Un crédit unique oblige à la justesse. Il ne s'agit pas de fabriquer une légende autour d'un nom, mais de comprendre pourquoi il mérite d'être conservé dans une base comme CaSTV. L'horreur n'a pas toujours besoin d'une carrière abondante pour exister. Elle se manifeste parfois par une seule proposition, un angle, une façon de regarder un village, une famille, un visage qui se ferme au moment exact où il devrait accueillir.
Crespi se lit bien à travers le folk horror, non pas comme étiquette automatique, mais comme logique de monde. Le folk horror ne commence pas avec un sacrifice. Il commence avec une coutume que personne n'explique, parce que tout le monde la connaît déjà. Il commence avec une place de village où le visiteur comprend trop tard que les gestes ordinaires ont une fonction. Si le cinéma de Crespi touche cette matière, son intérêt tient dans la densité sociale de la peur.
Cette densité distingue les meilleurs films rituels des simples cartes postales macabres. Le folklore n'y sert pas à colorer l'intrigue. Il règle les rapports de force. Il décide qui parle, qui se tait, qui hérite, qui paie. Dans les années 2020, beaucoup de cinéastes ont redécouvert cette puissance des traditions locales, parfois contre une horreur trop globale, trop propre, trop interchangeable. Crespi peut être placé dans cette contre-circulation: un nom qui rappelle que la peur a besoin d'accent, de poussière, de mémoire.
Le fantastique méditerranéen, quand il existe, ne ressemble pas toujours aux brumes du Nord. Il travaille plutôt par excès de lumière. Une rue blanche peut être plus inquiétante qu'une cave. Une fête en plein jour peut cacher une violence plus ancienne que la nuit. Les visages ne sont pas obscurs, ils sont trop lisibles, trop préparés. Le danger vient de ce que tout est visible et que personne ne semble troublé par ce qui se prépare.

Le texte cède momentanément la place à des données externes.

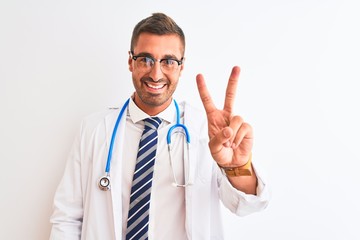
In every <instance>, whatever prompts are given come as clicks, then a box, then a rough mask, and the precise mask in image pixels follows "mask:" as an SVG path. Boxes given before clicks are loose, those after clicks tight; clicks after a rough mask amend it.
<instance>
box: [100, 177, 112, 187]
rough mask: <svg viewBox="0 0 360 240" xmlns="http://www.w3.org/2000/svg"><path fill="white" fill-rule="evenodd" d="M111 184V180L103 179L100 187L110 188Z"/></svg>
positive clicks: (105, 177)
mask: <svg viewBox="0 0 360 240" xmlns="http://www.w3.org/2000/svg"><path fill="white" fill-rule="evenodd" d="M109 183H110V181H109V179H108V178H107V177H103V178H101V180H100V185H101V186H102V187H107V186H109Z"/></svg>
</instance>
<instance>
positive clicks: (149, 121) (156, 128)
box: [144, 117, 161, 130]
mask: <svg viewBox="0 0 360 240" xmlns="http://www.w3.org/2000/svg"><path fill="white" fill-rule="evenodd" d="M144 122H145V128H151V129H154V130H156V129H157V128H158V127H159V126H160V124H161V119H160V118H158V117H151V118H146V119H144Z"/></svg>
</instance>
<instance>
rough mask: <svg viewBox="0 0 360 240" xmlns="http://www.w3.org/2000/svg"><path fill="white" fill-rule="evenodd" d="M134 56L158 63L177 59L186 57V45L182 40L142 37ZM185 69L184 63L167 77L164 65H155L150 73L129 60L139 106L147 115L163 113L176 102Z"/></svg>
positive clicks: (159, 63) (141, 36)
mask: <svg viewBox="0 0 360 240" xmlns="http://www.w3.org/2000/svg"><path fill="white" fill-rule="evenodd" d="M133 53H134V56H139V55H141V56H148V57H152V58H154V59H168V58H172V59H177V60H180V59H181V58H182V57H183V55H182V54H183V45H182V43H181V40H180V38H179V36H177V35H175V34H170V35H162V36H159V35H154V34H150V33H142V34H140V36H139V39H138V42H137V43H136V45H135V46H134V50H133ZM183 68H184V63H182V64H181V65H180V66H179V67H178V69H177V70H175V71H174V72H173V73H171V74H164V73H163V72H162V70H161V68H160V63H159V62H155V64H154V66H153V67H152V69H151V70H150V71H149V72H146V73H144V72H142V71H140V70H139V69H138V68H137V66H136V62H135V60H133V59H132V58H131V56H129V70H130V72H132V79H133V84H134V87H135V90H136V92H135V99H134V101H135V103H136V105H137V106H138V107H139V108H140V109H142V110H143V111H144V112H146V113H147V114H149V115H151V116H153V115H156V114H158V113H159V112H161V111H163V110H164V109H165V108H166V107H167V106H169V104H170V103H171V101H172V95H173V93H174V91H175V89H176V86H177V83H178V81H179V77H180V75H181V72H182V70H183Z"/></svg>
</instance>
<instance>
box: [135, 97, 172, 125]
mask: <svg viewBox="0 0 360 240" xmlns="http://www.w3.org/2000/svg"><path fill="white" fill-rule="evenodd" d="M128 111H129V112H128V113H129V115H130V118H131V120H132V121H133V123H137V122H139V121H142V120H144V119H145V118H149V117H159V118H161V119H162V120H163V121H167V122H168V123H171V122H176V108H175V104H174V100H172V101H171V104H170V105H169V106H168V107H167V108H165V110H164V111H162V112H160V113H159V114H157V115H156V116H149V115H148V114H147V113H145V112H144V111H143V110H141V109H140V108H139V107H138V106H137V105H136V104H135V102H134V100H133V98H130V102H129V110H128Z"/></svg>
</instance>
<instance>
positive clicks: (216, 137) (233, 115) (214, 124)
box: [196, 66, 253, 167]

Dans cette perspective, Miquel Crespi offre une entrée vers un cinéma de coutume, même si sa filmographie CaSTV reste mince. La minceur n'annule pas la force. Elle la concentre. Un seul crédit peut contenir un rapport à la communauté, à la terre, à la répétition des gestes. Il peut laisser entendre que l'individu n'est jamais seul face à la peur, parce que la peur a déjà été organisée collectivement avant lui.
Le fantastique de ce type n'a pas besoin de prouver l'existence du surnaturel. Il suffit que le monde social se comporte comme si le pacte était réel. Crespi, à travers cette trace, mérite d'être lu de cette manière: non comme un nom à classer trop vite, mais comme une porte vers une horreur méridionale possible, sèche, communautaire, où la beauté du lieu ne console jamais de ce qu'il exige.